Dici il nome Corini ed è già un manifesto di quello che il Palermo è stato, ma soprattutto di ciò che dovrebbe essere.

 

Ci ha provato anche lui a tenere in vita questi colori quando, seppur conscio delle difficoltà che avrebbe incontrato a livello tecnico e societario, ha accettato la panchina rosanero in un momento nerissimo. Con lo stesso senso di responsabilità, con lo stesso piglio da trascinatore che mostrava con costanza quando oltre ad insegnarlo, il calcio lo giocava.

E non a caso, sebbene il rendimento del Palermo non sia decollato, il "Renzo Barbera" stanco, privato della passione, depresso, con Corini in panchina era tornato a colorarsi di tifosi. Nella scorsa stagione, infatti, il tifo palermitano ha risposto presente quando il Genio, in conferenza stampa, ha pacatamente “chiamato alle armi” il popolo rosa: per Palermo-Chievo 21.232 spettatori, seconda affluenza dopo la gara contro la Juventus (27.039).

 

L’unico, Corini, ad essere riuscito nell’impresa di riportare i supporter allo stadio, chiedendo di separare di fatto le vicende societarie dalla squadra. I risultati stavano anche per arrivare, poi le solite incomprensioni tra tecnico e patron: a Palermo ci siamo abituati.
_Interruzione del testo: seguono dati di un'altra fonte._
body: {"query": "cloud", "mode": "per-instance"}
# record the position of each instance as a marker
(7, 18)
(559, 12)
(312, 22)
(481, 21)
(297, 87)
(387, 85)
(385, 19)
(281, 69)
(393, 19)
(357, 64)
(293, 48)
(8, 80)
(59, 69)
Ma, probabilmente, le dimissioni “forzate” di Corini hanno rappresentato il penultimo strappo tra società e tifoseria rosanero, prima del fallimento misterioso della trattativa per la cessione del club a Baccaglini.

La piazza, che in Corini aveva rivisto una flebile luce in lontananza dopo il buio pesto firmato De Zerbi, ha incassato l’ennesima amara delusione.

 

Adesso il Genio fa il suo ritorno portando con sé la propria idea di calcio al “Barbera”, lo stadio che più di tutti lo ha amato. Questa volta da avversario.